Tidak ada komunikasi, izin, atau bentuk apresiasi apa pun terhadap pencipta awal. Situasi ini menimbulkan pertanyaan serius: siapa yang memiliki hak atas produk berbasis AI? Apakah kreator manusianya, atau platform yang memfasilitasi? Tanpa regulasi yang jelas, hal seperti ini akan terus terulang dan merugikan banyak pihak.

Terlebih lagi, dalam konteks industri nasional, saat ini memang penggunaan AI belum masif. Tapi jangan salah, pertumbuhannya sangat cepat. Jika tidak segera dipayungi oleh regulasi yang tepat, industri Indonesia bisa salah arah.

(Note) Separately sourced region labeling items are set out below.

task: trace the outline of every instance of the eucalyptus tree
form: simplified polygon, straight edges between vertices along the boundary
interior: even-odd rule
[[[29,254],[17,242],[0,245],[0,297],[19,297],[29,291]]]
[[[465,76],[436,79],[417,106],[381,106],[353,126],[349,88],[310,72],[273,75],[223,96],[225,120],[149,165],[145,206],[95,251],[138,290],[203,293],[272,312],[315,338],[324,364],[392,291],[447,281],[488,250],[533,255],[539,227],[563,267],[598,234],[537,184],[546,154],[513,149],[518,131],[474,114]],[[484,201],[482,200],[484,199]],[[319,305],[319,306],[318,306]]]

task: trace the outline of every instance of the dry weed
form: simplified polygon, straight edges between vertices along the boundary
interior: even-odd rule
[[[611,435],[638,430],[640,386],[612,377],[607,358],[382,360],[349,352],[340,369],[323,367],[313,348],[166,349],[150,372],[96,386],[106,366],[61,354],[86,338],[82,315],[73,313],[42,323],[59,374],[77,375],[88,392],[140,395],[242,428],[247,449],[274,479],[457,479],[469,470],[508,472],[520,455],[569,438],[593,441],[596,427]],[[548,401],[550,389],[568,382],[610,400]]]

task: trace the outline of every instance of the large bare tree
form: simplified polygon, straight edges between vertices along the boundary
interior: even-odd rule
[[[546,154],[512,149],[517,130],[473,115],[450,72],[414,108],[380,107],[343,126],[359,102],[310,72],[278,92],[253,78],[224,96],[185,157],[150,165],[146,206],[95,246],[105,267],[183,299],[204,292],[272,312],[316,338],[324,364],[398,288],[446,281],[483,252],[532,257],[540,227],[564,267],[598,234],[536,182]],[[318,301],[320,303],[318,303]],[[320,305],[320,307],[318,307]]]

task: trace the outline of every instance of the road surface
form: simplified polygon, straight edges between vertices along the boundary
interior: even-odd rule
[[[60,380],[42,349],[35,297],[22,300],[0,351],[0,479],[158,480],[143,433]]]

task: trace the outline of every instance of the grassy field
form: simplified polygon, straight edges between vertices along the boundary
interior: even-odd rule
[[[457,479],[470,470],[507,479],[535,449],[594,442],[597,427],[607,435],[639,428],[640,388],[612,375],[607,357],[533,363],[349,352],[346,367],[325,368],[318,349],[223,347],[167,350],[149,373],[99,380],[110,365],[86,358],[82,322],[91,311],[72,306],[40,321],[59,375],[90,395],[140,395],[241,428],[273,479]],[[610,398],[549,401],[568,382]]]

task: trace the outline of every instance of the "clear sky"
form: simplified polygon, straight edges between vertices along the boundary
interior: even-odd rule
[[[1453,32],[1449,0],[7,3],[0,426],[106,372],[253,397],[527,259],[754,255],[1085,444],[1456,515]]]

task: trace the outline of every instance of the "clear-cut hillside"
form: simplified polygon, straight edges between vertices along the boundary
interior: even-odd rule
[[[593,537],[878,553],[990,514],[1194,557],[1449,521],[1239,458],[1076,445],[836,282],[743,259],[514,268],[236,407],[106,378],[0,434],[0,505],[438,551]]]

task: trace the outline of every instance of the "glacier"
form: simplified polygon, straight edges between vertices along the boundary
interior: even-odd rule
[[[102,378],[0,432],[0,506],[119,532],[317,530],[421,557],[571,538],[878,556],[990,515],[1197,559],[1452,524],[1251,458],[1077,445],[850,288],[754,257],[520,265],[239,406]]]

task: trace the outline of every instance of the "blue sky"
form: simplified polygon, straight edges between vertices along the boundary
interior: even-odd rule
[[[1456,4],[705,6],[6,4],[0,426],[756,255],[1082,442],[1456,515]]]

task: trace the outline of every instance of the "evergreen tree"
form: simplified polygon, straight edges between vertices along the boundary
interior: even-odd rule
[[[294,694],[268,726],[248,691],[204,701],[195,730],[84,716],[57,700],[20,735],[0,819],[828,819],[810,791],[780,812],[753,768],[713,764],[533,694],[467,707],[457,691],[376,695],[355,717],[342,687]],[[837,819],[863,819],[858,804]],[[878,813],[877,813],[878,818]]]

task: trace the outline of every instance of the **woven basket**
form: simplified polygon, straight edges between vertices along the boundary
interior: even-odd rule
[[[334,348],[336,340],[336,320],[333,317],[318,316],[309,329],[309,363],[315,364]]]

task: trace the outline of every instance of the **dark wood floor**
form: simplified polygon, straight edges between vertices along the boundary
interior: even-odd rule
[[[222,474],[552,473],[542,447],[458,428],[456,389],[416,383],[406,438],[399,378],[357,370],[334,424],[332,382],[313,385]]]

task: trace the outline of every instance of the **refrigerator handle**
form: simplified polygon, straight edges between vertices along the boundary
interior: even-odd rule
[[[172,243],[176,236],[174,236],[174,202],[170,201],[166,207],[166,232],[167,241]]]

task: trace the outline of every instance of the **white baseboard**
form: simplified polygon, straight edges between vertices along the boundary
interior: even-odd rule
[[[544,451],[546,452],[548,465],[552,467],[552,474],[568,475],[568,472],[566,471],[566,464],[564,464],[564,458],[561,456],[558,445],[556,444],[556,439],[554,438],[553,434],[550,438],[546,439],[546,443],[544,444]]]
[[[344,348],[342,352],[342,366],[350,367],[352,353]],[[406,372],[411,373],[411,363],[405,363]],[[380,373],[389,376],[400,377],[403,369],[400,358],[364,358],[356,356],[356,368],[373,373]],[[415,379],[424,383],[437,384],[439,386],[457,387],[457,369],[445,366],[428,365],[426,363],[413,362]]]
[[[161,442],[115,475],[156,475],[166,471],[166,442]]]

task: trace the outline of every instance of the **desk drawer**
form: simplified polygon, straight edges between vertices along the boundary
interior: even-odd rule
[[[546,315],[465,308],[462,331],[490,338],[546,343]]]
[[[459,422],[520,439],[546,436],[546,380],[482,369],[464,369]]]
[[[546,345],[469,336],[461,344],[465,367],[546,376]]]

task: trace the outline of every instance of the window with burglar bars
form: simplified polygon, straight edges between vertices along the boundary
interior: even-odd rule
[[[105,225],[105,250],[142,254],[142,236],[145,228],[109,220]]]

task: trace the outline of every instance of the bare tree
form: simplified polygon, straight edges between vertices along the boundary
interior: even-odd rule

Lebih parahnya lagi, para pekerja bisa menjadi korban: entah digantikan AI tanpa persiapan, atau justru terjebak dalam ekosistem kerja yang tidak adil karena ulah sistem otomatisasi yang tidak diatur.
Uni Eropa telah menawarkan jalan. Melalui EU AI Act, Eropa menunjukkan kepada dunia bahwa inovasi dan etika tidak harus saling menegasikan.

Regulasi ini secara cerdas mengklasifikasikan sistem AI berdasarkan risiko:
• Risiko Tidak Dapat Diterima (Unacceptable): Teknologi AI yang dianggap mengancam hak fundamental, seperti sistem social scoring oleh pemerintah, dilarang sepenuhnya.

• Risiko Tinggi (High-Risk): Sistem AI di sektor krusial seperti rekrutmen tenaga kerja, penegakan hukum, atau layanan kesehatan, harus mematuhi serangkaian kewajiban ketat sebelum bisa digunakan.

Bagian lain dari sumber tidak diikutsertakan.